Follicular lymphoma is generally an indolent B cell lymphoproliferative disorder of transformed follicular center B cells. It is the most common subtype of indolent NHL and comprises about 22% of all cases. Follicular lymphoma is characterized by diffuse lymphadenopathy, marrow involvement, splenomegaly, and less commonly extranodal sites. It is not considered curable with current standard therapies except for, in highly selected patients, allogeneic stem cell transplantation [5].

CNS involvement by NHL occurs in approximately 8% of the cases. Predictive factors are aggressive histology, such as Burkitt’s and lymphoblastic lymphomas; paranasal sinuses and testicular involvement; and adverse prognostic features such as increased LDH, bone marrow involvement, and multiple extranodal sites involvement. CNS involvement by indolent lymphoma is typically described comprising a very small percentage of large lymphoma series and case reports. This complication occurs in 3% mainly after histological transformation to high-grade lymphoma. Chemotherapy, radiation, surgery, or a combination of these modalities has been used as part of its treatment [3, 612].

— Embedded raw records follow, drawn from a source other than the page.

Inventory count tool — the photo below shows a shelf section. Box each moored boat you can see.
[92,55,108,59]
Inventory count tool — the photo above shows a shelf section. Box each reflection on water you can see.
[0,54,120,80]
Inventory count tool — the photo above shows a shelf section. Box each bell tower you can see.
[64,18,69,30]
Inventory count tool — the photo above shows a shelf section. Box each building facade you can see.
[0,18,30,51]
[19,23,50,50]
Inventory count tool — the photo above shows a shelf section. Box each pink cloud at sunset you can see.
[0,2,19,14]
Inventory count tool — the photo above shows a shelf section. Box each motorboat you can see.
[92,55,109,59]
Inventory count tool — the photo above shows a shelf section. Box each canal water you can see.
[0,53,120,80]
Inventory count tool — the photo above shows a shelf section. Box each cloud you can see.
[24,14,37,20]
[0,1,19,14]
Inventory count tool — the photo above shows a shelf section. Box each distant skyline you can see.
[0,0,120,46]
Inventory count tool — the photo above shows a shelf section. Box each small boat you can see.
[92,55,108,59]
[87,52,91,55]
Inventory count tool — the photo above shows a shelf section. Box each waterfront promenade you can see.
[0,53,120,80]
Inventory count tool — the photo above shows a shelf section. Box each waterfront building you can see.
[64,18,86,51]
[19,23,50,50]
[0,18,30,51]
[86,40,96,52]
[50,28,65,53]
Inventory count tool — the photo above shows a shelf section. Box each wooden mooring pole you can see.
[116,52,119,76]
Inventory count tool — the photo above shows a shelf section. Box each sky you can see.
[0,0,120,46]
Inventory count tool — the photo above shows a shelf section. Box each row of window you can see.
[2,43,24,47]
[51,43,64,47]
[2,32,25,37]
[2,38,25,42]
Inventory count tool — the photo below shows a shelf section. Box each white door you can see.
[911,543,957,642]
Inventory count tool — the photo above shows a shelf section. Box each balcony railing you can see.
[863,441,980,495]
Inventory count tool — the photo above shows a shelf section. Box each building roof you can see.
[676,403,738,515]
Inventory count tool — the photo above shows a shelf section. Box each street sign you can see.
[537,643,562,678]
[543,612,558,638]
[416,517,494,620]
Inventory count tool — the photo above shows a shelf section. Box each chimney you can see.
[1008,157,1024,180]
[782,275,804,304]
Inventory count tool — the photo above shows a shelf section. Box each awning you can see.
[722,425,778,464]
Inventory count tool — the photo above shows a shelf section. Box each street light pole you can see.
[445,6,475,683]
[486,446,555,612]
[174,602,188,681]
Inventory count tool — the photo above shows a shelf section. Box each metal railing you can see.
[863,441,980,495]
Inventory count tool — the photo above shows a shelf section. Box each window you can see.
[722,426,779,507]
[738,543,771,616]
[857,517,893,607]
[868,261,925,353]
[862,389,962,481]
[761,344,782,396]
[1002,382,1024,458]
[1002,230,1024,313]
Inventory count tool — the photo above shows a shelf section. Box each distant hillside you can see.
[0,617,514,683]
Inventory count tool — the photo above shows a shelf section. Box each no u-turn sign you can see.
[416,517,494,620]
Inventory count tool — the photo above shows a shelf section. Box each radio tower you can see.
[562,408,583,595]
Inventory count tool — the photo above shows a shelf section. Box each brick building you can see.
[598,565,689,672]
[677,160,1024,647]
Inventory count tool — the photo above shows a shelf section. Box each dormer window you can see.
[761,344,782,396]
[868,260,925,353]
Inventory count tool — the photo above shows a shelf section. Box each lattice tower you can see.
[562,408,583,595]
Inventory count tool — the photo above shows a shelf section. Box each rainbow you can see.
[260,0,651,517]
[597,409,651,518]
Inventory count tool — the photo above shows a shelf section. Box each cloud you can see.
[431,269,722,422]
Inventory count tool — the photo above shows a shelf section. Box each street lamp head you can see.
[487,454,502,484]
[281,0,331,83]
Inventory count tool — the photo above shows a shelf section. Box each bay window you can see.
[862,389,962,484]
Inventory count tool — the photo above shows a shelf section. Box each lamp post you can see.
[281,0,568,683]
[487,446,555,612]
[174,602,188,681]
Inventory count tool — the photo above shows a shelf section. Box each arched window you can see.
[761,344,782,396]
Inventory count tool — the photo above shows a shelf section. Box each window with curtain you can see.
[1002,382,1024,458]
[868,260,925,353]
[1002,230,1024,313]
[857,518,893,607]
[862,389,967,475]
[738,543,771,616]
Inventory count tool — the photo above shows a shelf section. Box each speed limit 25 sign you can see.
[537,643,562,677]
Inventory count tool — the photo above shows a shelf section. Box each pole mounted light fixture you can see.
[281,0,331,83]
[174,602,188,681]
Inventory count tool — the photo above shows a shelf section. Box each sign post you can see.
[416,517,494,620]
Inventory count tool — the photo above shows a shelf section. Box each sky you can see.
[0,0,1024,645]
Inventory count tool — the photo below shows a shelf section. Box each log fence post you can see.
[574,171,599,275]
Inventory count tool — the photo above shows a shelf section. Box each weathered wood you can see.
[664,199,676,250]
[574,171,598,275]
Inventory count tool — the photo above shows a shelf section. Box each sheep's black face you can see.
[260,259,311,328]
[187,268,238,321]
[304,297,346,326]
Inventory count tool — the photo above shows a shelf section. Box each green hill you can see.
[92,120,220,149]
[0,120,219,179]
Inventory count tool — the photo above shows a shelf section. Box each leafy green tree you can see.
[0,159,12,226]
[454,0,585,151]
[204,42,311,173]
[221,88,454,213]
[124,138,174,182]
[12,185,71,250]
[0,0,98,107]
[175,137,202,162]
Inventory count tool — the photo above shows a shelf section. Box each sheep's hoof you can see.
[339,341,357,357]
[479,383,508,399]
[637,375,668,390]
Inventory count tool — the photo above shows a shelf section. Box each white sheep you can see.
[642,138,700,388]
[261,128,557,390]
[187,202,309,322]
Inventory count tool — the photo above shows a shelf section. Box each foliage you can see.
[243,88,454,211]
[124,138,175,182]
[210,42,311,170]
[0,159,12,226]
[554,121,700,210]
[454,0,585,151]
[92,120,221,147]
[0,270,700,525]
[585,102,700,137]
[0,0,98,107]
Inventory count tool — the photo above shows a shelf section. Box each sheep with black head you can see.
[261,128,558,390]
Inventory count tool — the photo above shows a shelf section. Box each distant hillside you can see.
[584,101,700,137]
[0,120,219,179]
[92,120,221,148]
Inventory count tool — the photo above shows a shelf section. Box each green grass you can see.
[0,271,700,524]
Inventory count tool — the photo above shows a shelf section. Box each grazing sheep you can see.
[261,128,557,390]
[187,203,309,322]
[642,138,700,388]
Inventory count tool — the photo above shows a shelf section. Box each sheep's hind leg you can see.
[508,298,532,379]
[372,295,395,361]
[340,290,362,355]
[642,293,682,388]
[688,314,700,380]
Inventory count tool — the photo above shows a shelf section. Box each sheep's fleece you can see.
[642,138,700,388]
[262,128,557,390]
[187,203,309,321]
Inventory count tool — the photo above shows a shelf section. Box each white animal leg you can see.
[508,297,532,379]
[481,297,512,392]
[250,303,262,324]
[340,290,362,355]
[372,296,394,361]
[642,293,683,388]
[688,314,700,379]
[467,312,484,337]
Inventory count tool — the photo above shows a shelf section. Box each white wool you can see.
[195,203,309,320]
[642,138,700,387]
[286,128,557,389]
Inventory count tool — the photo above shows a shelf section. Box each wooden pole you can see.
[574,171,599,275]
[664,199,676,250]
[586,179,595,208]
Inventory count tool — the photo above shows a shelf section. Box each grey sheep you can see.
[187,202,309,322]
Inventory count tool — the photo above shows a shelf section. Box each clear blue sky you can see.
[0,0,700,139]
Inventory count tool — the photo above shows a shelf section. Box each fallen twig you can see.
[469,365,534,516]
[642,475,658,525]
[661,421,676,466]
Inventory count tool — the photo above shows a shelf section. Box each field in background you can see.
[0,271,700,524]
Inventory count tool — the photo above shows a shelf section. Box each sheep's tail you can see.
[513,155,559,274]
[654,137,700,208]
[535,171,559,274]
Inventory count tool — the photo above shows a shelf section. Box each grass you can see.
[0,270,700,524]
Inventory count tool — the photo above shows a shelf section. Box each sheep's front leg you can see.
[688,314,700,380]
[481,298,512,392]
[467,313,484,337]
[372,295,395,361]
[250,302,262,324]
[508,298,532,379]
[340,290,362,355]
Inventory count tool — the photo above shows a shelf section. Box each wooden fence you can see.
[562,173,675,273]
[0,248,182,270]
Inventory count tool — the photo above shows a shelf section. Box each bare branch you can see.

Our case is a rare presentation of follicular, symptomatic, systemic, and leptomeningeal disease as evidenced by clinic, laboratory, radiology, pathology, and cytology data. His presentation with neurologic symptoms and bulky symptoms required prompt treatment after diagnosis while being hospitalized. A PET/CT scan could not be performed prior to start of therapy. A bone marrow evaluation was deferred because of proven stage 4 disease. We chose an anthracycline containing regimen alternating with methotrexate/cytarabine in an attempt to properly address his systemic and CNS disease.

In our opinion, the most relevant aspect of this case is the fact that the cells found in the spinal fluid were morphologically similar to the cells on his lymph node biopsy compatible with follicular lymphoma. Disease transformation was a strong diagnostic consideration due to clinical symptoms, disease bulk and laboratory data. Because of his presentation, there was not enough time for another biopsy to prove a different histology prior to treatment.

In conclusion, this case represents one of the rare reports of a probable transformed follicular lymphoma with its indolent component causing leptomeningeal disease and neurologic symptoms.

Conflict of Interests

The authors declare no competing interests relating to this paper.